His personal research, in particular that with Professor Simon Gandevia involved microneurography and other motor control studies on human subjects. His focus on the circuitry of the human spinal cord led to a long-lasting collaboration with Professor Emmanuel Pierrot-Deseilligny at Hôpital de la Salpêtrière in Paris, France, the home of French neurology, with mutual visits every year or two from 1990, culminating in a major text that summarised their research ("The Circuitry of the Human Spinal Cord: Spinal and Corticospinal Mechanisms of Movement").

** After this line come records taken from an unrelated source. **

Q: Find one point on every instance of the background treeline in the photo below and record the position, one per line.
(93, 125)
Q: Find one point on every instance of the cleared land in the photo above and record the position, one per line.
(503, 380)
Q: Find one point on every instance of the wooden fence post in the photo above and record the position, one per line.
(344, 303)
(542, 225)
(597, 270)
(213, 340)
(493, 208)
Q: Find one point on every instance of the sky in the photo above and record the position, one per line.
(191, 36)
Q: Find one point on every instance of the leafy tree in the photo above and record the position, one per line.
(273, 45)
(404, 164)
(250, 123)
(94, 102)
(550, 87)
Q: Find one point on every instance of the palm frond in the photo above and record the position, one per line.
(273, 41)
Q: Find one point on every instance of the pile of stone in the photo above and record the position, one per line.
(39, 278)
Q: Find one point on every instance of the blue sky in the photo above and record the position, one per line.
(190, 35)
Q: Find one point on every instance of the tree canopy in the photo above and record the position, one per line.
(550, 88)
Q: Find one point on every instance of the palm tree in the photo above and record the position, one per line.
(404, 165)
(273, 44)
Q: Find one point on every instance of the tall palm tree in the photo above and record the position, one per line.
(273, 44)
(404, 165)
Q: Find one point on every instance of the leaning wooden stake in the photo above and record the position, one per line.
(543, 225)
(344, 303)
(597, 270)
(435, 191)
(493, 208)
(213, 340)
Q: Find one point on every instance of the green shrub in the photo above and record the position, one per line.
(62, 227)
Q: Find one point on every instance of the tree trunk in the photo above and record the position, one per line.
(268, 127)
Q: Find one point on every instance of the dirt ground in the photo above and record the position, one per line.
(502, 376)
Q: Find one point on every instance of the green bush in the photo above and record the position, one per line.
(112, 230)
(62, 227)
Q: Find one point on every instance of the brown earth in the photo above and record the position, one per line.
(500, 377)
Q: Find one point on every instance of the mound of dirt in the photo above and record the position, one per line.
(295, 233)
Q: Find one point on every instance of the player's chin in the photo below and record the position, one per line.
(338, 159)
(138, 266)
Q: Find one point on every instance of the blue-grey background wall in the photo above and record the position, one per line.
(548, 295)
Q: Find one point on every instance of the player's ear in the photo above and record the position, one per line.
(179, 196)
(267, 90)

His other major area involved the determinants of axonal excitability and the disturbances that underlie the ectopic activity of axons that is responsible for paraesthesiae and fasciculation, and for conduction block in damaged axons, major collaborators being Professor Hugh Bostock, FRS (UCL Institute of Neurology, London) and Professor Matthew Kiernan (Burke's successor to the Bushell Chair of Neurology at the University of Sydney).

==Awards and honours==
Burke was made an Officer of the Order of Australia (AO) in the 1999 Australia Day Honours "for service to science and medicine, particularly in the field of clinical neurophysiology in the areas of research and education, and to the community through medical charities and lay organisations". In 2001, he received the Centenary Medal of Federation from the Australian Government for service to Australian society and science in neurology. In the 2019 Queen's Birthday Honours, Burke was made a Companion of the Order of Australia (AC) "for eminent service to neurophysiology, to innovative treatments for spinal cord and brain trauma injuries, and to professional medical organisations".